Perhaps the movie was simply ahead of its time. (A remake is allegedly in the works). Maybe the critics were waiting to pounce on any Preminger project that did not meet their lofty standards. After all, the prickly director was not exactly a film biz favorite. Sir Laurence Olivier called him a “bully”. Bios on various websites are studded with phrases like “dictatorial”, “notoriously volatile”, “egotistical” and “tyrannical “. Far from refuting these allegations the Austro-German film-maker actually played up these qualities and embraced his contrarian image with relish.
In Bunny Lake, Carol Lynley plays a young American woman, newly arrived in England, who claims her four year old daughter has gone missing from an elite private school in London.
The premise (based on a 1957 novel by American pulp fiction specialist Evelyn Piper) is ingenious. And keep in mind this was long before Frantic (Harrison Ford’s wife vanishes without a trace in 1980s Paris) and Unknown (Liam Neeson has a car accident in postmillennial Berlin, only to discover his identity has been stolen and even his wife doesn’t believe he is who he claims to be.)
However, in Preminger’s 196os film, the kindly police inspector (played with unflappable grace by Olivier) suspects Ms. Lynley’s character may be delusional. Does the little girl even exist or is she just a figment of the young woman’s imagination? It doesn’t help that Ms. Lynley’s character once had an imaginary playmate with the same name as her missing daughter.

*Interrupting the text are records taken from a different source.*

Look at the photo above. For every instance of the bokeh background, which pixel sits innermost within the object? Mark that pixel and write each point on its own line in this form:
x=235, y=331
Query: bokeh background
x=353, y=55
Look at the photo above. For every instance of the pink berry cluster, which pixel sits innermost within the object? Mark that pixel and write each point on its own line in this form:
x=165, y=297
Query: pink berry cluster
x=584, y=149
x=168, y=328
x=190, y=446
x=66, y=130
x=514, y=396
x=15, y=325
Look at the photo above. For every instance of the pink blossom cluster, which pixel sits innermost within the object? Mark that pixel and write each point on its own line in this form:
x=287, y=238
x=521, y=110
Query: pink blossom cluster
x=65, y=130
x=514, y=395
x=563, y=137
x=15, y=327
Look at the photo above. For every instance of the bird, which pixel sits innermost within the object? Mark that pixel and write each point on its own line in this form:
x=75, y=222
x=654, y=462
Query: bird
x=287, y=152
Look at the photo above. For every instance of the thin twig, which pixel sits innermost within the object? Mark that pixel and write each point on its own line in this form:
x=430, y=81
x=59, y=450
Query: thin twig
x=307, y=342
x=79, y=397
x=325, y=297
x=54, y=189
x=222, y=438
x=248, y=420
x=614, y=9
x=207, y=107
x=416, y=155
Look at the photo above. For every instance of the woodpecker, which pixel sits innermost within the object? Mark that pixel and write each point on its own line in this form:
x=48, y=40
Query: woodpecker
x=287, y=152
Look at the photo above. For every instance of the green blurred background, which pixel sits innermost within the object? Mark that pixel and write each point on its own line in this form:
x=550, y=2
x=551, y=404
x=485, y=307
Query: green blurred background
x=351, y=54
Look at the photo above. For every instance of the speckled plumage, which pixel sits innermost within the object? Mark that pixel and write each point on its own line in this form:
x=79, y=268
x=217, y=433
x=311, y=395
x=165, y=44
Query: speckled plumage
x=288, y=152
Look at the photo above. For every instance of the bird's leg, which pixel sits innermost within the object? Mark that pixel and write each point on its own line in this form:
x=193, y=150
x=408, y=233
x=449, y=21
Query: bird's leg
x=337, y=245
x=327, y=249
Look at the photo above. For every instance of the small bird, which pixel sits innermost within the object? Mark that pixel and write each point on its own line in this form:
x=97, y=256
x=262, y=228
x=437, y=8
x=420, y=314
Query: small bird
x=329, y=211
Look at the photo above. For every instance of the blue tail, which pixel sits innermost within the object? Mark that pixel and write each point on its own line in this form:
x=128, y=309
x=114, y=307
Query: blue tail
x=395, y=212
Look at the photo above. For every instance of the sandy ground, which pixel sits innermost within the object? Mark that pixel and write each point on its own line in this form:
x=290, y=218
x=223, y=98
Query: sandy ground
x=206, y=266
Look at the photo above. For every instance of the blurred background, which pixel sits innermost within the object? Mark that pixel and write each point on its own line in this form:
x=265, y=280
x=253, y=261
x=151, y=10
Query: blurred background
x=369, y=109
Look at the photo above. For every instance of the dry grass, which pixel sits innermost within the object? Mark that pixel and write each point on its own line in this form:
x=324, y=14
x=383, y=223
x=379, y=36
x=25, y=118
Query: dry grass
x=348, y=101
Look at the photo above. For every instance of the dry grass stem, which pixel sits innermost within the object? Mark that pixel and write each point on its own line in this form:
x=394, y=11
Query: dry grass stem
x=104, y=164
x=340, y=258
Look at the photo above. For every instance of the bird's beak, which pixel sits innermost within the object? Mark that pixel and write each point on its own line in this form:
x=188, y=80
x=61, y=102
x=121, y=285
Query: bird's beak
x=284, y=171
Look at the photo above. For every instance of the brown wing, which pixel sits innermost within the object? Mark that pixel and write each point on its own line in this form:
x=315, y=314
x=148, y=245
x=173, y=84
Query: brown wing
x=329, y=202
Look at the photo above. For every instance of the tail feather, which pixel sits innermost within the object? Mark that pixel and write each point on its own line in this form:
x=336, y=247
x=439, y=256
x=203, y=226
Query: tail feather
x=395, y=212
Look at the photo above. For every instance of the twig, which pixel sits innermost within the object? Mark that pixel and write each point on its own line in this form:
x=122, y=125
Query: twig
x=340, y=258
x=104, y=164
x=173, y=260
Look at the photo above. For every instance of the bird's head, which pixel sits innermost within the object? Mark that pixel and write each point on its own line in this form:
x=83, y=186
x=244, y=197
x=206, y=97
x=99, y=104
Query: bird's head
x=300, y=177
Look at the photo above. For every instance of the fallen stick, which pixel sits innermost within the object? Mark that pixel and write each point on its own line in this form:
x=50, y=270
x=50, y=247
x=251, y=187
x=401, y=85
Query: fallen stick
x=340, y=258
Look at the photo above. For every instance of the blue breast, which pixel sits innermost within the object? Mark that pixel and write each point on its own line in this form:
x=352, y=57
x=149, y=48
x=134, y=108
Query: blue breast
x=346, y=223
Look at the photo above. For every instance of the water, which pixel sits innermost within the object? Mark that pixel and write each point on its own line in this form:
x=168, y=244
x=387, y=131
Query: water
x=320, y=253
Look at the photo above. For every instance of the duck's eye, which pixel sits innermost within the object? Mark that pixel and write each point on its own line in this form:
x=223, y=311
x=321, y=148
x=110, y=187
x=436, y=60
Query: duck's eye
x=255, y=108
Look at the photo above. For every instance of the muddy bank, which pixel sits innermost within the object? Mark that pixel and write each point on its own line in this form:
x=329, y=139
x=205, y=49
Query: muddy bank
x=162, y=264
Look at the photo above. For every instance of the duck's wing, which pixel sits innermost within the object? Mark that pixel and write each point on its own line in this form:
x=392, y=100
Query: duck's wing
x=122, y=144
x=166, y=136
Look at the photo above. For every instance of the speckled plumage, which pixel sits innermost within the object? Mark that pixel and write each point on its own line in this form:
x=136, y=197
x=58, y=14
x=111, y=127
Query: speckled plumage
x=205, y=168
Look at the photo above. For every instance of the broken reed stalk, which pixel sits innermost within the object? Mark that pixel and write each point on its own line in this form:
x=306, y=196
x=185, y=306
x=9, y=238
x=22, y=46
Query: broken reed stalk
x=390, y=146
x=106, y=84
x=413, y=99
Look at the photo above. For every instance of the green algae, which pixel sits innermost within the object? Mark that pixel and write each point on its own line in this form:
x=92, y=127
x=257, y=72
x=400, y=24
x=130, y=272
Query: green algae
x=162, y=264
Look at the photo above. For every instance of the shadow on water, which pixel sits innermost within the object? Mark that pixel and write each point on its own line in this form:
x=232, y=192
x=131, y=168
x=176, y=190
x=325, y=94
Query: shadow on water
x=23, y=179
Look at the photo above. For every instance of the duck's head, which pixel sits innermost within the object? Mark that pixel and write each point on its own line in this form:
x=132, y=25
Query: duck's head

Any novelist subjecting a book to the Hollywood machine can expect the material to be mashed up but Preminger’s film even changes the identity of the villain and creates new principal characters (as detailed in Maria Battista’s Femme Fatales: Women Write Pulp), forcing the screenwriting tag team of John and Penelope Mortimer to do some fancy dancing to accommodate the imperious director. (Yes, that is the same John Mortimer who created the immensely enjoyable Rumpole of The Bailey.) The resulting ending of the film is a matter of taste (as more than a few posters to Internet Movie Database’s Message Boards for the film have pointed out.)
For me, the film’s chief pleasure is watching the legendary Sir Laurence and the equally legendary Mr. Coward in action as well as great UK character actors like Clive Revill, Anna Massey, Finlay Currie and Adrienne Corri.
It is also fun to see British pop group The Zombies (who play a cameo role) again (although where is lead singer Colin Blunstone?)
Ms; Lynley is suitably distressed as the panicky mom. That is either skillful acting or the result of Mr. Preminger’s infamously abrasive direction. (Dubbed “Otto the Ogre”, the film-maker was rumored to have driven performers of both genders to tears on set.) Mr. Dullea’s line readings, on the other hand, seem occasionally wooden to these ears.
Still, I gotta give the film credit for keeping me guessing. All in all, a crackling good mystery, no pun intended (at least I don’t think a pun was intended), up until that potentially silly ending.